А Сажин вставал и, уходя, говорил:
– Ну, уж это… один из приемов субъективизма.
Среди остальной компании у Сажина поклонников не было.
Студент доктор был весь поглощен своею специальностью и не хотел связывать себя никакими кличками.
Геннадьич относился к доктору сперва пренебрежительно и восхвалял Лихушина.
– Сила, знанье! И на все его хватает, – это герой.
Но кончилось тем, что к Лихушину Геннадьич стал охладевать и, наоборот, начал все больше увлекаться доктором.
– У Лихушина крупный недостаток: у него «я» даже его переросло.
Доктор был простой, уравновешенный малый. Он и ел, и пил, и пел, и работал и с одинаковым усердием, весело, взасос все это делал.
Он весь сосредоточивался на том, за что брался в данный момент с увлечением, с огнем.
Не любил он только всяких отвлеченных споров. Это было единственным временем, когда доктор вдруг сосредоточивался и, молча пощипывая свою бородку, терпеливо ждал, когда кончат спорщики. Иногда ждать приходилось долго, и доктор говорил:
– Давайте лучше петь, господа.
– Ты не любишь споров? – спрашивал его Геннадьич.
– Я понимаю, – отвечал доктор, – научные диспуты: соберутся люди специально с этою целью, строго держатся основной нити, а вы ведь, как козы, прыгаете с одного предмета на другой.

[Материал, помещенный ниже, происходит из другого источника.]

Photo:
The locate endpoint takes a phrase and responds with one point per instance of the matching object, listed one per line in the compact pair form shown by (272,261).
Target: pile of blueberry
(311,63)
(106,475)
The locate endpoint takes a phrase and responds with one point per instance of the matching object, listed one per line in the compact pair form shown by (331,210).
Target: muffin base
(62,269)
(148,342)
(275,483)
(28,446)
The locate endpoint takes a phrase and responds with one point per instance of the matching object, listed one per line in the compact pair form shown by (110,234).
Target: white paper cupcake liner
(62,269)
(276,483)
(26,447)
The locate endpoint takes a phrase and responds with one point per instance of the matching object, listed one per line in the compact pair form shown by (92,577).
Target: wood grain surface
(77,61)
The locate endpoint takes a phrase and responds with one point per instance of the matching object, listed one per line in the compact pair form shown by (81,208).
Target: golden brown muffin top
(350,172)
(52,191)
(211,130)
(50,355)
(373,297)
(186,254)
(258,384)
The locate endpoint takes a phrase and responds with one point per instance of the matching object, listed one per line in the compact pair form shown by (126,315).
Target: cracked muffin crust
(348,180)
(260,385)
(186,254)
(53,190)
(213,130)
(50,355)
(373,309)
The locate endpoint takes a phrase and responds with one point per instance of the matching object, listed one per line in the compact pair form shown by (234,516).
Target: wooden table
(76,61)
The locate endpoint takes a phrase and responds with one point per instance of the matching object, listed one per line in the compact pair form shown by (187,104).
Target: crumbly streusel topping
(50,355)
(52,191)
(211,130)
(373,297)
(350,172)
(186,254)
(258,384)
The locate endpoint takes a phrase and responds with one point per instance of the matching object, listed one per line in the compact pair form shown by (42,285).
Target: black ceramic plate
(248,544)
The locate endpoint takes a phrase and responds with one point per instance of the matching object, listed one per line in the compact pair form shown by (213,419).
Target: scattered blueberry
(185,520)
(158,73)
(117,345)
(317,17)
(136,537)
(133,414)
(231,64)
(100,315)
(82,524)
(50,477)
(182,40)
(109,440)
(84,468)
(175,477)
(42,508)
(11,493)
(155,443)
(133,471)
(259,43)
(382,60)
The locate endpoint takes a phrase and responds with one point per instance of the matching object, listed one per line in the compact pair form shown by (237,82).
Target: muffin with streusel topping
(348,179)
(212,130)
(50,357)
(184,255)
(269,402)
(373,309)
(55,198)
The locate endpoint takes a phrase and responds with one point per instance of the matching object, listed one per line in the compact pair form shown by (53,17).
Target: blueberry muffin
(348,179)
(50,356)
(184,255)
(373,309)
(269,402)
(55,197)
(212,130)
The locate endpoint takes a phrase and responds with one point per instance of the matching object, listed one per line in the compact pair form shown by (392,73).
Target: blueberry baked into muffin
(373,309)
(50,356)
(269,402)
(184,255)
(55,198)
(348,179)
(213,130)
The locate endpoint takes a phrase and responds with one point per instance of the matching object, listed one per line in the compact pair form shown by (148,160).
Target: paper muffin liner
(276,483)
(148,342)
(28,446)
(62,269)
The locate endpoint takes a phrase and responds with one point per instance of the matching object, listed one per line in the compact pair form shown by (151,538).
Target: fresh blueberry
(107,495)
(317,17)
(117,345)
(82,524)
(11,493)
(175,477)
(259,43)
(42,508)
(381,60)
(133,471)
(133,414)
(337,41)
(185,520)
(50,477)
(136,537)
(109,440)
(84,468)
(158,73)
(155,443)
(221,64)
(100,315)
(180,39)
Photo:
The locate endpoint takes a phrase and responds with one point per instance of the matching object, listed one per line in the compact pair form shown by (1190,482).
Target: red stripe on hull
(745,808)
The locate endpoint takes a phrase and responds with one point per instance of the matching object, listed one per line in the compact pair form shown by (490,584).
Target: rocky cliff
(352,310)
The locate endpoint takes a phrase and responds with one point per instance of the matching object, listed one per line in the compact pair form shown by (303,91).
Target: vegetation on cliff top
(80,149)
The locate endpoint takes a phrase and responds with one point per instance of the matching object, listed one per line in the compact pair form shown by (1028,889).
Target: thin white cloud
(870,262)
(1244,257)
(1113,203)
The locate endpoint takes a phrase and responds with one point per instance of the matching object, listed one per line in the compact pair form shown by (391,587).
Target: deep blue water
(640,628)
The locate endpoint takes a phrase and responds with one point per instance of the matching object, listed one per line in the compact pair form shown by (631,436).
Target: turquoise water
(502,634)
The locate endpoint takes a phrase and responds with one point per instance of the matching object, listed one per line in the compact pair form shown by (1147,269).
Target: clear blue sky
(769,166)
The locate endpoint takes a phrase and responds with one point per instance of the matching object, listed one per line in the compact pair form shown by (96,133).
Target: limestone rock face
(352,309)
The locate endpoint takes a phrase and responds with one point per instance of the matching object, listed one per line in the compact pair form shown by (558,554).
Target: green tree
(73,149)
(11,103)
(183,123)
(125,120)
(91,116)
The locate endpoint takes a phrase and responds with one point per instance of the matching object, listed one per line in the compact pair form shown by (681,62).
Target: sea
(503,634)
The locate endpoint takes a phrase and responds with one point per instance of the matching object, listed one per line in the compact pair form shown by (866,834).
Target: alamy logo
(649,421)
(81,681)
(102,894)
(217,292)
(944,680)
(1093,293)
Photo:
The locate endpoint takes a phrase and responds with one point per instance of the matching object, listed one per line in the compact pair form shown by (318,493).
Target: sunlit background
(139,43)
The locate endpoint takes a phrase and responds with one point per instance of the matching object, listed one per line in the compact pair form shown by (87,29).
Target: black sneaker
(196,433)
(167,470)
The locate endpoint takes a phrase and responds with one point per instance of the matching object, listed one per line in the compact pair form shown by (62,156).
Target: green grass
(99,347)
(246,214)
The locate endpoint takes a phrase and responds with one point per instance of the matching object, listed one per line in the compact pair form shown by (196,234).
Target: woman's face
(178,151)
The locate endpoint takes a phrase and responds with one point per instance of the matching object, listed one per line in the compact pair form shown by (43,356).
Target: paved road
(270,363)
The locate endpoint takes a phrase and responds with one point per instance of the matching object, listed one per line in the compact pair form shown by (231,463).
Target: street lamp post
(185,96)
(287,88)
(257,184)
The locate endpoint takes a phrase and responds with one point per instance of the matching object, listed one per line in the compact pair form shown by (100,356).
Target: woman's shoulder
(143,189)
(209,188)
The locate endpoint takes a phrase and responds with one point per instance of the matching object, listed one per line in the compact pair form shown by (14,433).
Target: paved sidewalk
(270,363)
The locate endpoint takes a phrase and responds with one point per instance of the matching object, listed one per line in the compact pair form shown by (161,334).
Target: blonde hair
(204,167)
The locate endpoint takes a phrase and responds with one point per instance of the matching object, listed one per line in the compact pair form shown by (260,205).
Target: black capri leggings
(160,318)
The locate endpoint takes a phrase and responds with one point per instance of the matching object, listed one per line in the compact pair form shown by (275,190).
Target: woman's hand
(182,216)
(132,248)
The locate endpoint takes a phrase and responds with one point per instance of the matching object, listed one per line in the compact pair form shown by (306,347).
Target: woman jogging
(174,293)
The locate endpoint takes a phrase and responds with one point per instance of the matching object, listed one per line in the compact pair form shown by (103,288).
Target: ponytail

– Ну черт с тобой, будем петь!
И они пели: Геннадьич стоя, вытягивая свою длинную шею, складывая руки на животе, точно кто собирается в это время ткнуть его, а доктор, кряжистый, сильный, пригибая подбородок, упираясь так, словно собирался бороться.
Пели они с чувством, с силой: Геннадьич тенорком, доктор – мягким раскатистым баритоном. Пели, увлекаясь, иногда по целым ночам.
Но в восемь часов утра, умытый и свежий, доктор уже открывал свою лавочку, то есть прием больных.
Собранный, возбужденный, он толково опрашивал больных, своим интересом к ним вызывая и в них энергию и веру.
Популярность его росла, и прием больных доходил до восьмидесяти в день.
– И ведь это, – толковал нам доктор, – не земский прием, где и двести пятьдесят примут таким путем: «Эй, у кого рвота, болит живот под ложечкой – выходи влево. У коего великая скорбь – стой на месте. У кого глаза – вправо. У кого лихоманка – иди к забору. Остальные заходи в приемную». Зайдет человек двадцать, из которых штук пятнадцать еще отправит к прежним группам, которым фельдшера по одному рецепту выдают лекарства. А я ведь каждого больного… Вы пожалуйте-ка ко мне на прием.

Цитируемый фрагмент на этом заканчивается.